Prompt budgeting is the practice of trimming, compressing, and restructuring your input so that you send only what the model actually needs. In this guide we will cover five practical techniques for compressing YouTube transcripts before sending them to an LLM, with code examples you can use right away.
Why Prompt Budgeting Matters
Every token you send to an LLM costs money and occupies context window space. Here is why that matters:
- Cost. OpenAI charges per token for both input and output. A 15,000-token transcript costs roughly 3-10x more to process than a 3,000-token summary of the same content, depending on the model.
- Context limits. Even models with large context windows (128K tokens for GPT-4o, 200K for Claude) perform better with focused input. Research consistently shows that models struggle with relevant information buried in long contexts.
- Response quality. Shorter, more focused prompts tend to produce better outputs. When you ask a model to "summarize this transcript" and hand it 15,000 tokens of filler-heavy speech, you get a weaker summary than if you hand it 4,000 tokens of cleaned, structured content.
Use our token counter tool to check exactly how many tokens your transcript uses before and after applying these techniques.
Technique 1 — Remove Filler Words
Spoken language is full of filler: "um", "uh", "you know", "like", "basically", "actually", "sort of", "kind of". These words carry no meaning and inflate your token count by 5-15% in a typical transcript.
Here is a simple Python script to strip common fillers:
import re
def remove_fillers(text: str) -> str:
# Remove common filler words from a transcript.
fillers = [
r'um', r'uh', r'like,?\s', r'you know,?\s',
r'basically,?\s', r'actually,?\s', r'sort of',
r'kind of', r'I mean,?\s', r'right\?\s',
]
pattern = '|'.join(fillers)
cleaned = re.sub(pattern, ' ', text, flags=re.IGNORECASE)
# Collapse multiple spaces
cleaned = re.sub(r' {2,}', ' ', cleaned)
return cleaned.strip()
# Example usage
raw = "So um basically what I want to talk about, you know, is like the importance of, uh, prompt budgeting."
print(remove_fillers(raw))
# Output: "So what I want to talk about, is the importance of, prompt budgeting."
This is a blunt instrument — it can occasionally remove "like" or "right" when they are used meaningfully — but for most transcripts the trade-off is worth it. A typical one-hour transcript drops from around 8,000 tokens to 7,000 tokens with filler removal alone.
Technique 2 — Two-Pass Summarization
For very long transcripts that exceed your target token budget even after cleaning, a two-pass summarization approach is highly effective:
- First pass: Split the transcript into chunks (e.g., 3,000 tokens each). Send each chunk to the model with a prompt like "Summarize the key points of this section in 3-5 bullet points."
- Second pass: Combine all the chunk summaries into a single document. Send that combined summary to the model with your actual analytical prompt.
This approach is sometimes called "map-reduce summarization." The first pass (map) extracts key information from each section independently. The second pass (reduce) synthesizes the extracted information into a coherent whole.

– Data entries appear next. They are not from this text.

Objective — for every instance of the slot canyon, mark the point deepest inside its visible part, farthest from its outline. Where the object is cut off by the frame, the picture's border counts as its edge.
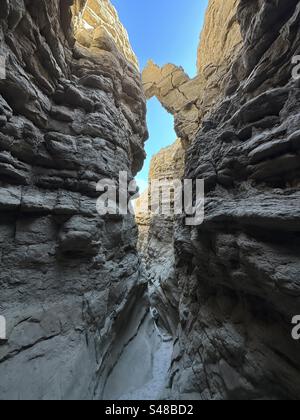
(145, 307)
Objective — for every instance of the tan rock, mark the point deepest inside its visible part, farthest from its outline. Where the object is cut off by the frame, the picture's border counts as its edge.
(94, 15)
(191, 100)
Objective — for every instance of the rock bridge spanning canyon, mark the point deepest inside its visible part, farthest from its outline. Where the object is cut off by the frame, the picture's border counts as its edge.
(75, 291)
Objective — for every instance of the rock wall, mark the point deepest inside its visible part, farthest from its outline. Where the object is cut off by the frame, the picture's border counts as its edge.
(238, 273)
(191, 100)
(100, 17)
(69, 116)
(156, 232)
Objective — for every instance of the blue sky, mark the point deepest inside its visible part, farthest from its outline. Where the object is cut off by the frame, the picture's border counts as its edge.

The token savings are dramatic: a 15,000-token transcript might produce 2,000 tokens of chunk summaries, which then produce a 500-token final summary. That is a 97% reduction while preserving the essential content.
The trade-off is that you are making multiple API calls, so while the final prompt is cheaper, the total cost includes the summarization passes. For most use cases, the improved response quality more than justifies the approach.

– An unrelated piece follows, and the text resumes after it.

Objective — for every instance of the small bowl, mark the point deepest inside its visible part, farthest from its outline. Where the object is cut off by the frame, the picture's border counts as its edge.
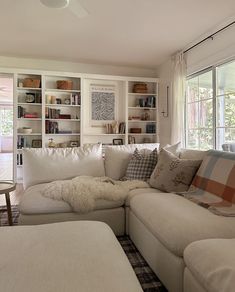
(25, 130)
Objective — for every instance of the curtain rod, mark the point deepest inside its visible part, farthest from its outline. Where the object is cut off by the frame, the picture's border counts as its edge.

Technique 3 — Chunked Extraction
Instead of summarizing everything, you can extract only the specific information you need from each chunk. This works well when you have a targeted question rather than a general "summarize this" request.
import tiktoken
def chunk_text(text: str, max_tokens: int = 3000, model: str = "gpt-4o") -> list[str]:
# Split text into chunks that fit within a token limit.
enc = tiktoken.encoding_for_model(model)
tokens = enc.encode(text)
chunks = []
for i in range(0, len(tokens), max_tokens):
chunk_tokens = tokens[i:i + max_tokens]
chunks.append(enc.decode(chunk_tokens))
return chunks
# Example: split a transcript into processable chunks
transcript = open("transcript.txt").read()
chunks = chunk_text(transcript, max_tokens=3000)
print(f"Split into {len(chunks)} chunks")
You then process each chunk with a focused extraction prompt. For example, if you are looking for action items mentioned in a meeting recording, you send each chunk with "List any action items, deadlines, or commitments mentioned in this section" and then combine the results.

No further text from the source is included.